Once again we have an Olympiad being run by an authoritarian regime, and once again athletes from democracies are on the spot. Blake Skjellerup, a gay Olympian speed skater, has taken an admirable stand and says he will make no secret in Sochi of his gayness. How far the Government will back him up remains to be seen. Mr Key, after all, wants to win a free trade deal with Russia. He has many material reasons to pull his punches in this argument.
The actor Stephen Fry has compared the Russian Olympics with Hitler's infamous Games of 1936, with Putin's anti-gay crusade being the equivalent of Hitler's anti-Semitism.

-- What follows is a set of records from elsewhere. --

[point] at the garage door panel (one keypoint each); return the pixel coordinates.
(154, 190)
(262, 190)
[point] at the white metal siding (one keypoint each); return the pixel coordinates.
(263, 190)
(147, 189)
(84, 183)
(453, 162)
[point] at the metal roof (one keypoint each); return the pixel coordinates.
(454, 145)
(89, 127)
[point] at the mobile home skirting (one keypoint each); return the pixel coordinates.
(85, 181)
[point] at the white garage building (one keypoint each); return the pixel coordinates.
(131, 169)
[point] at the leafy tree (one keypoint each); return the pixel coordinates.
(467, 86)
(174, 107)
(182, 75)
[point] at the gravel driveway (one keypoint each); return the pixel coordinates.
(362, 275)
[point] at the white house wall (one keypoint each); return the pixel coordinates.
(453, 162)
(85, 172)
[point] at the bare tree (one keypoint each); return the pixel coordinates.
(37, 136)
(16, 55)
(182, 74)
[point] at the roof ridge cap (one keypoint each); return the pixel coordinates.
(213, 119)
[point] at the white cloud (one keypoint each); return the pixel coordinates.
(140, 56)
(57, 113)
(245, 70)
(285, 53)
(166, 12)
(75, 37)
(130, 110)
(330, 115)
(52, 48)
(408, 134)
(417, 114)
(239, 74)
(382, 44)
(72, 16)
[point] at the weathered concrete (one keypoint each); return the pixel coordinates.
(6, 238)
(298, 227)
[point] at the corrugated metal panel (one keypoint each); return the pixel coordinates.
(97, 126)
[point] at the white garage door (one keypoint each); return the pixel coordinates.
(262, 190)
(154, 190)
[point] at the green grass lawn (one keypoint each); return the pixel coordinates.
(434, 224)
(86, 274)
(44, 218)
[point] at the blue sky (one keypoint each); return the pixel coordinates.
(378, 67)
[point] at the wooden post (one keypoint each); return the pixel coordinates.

There is some truth in this, but a better analogy is with the Beijing Olympics of 2008.
China's Communist rulers issued warnings that visiting athletes were not to criticise their system, and to the shame of the Helen Clark-led Labour government, one or two New Zealand ministers failed to back our athletes' right of free speech. The public uproar quickly made them back down. John Key's government should remember this and stay staunch.
The gap between New Zealand's stance and Russia's is huge, but it is worth remembering that it was only a generation ago that homosexual acts were still outlawed in New Zealand. What is more, a substantial and noisy minority of New Zealanders strenuously opposed law reform.
However, the anti-gay cause rapidly ran out of steam after the law was changed. National MPs had voted strongly against law reform, but a National-led government only a few years later outlawed discrimination against gays. The tide can quickly turn.
But demagogues like Putin know how to fan the flames of prejudice. He must bear responsibility for the anti-gay violence now taking hold in his country. And democracies like New Zealand must oppose what he is doing.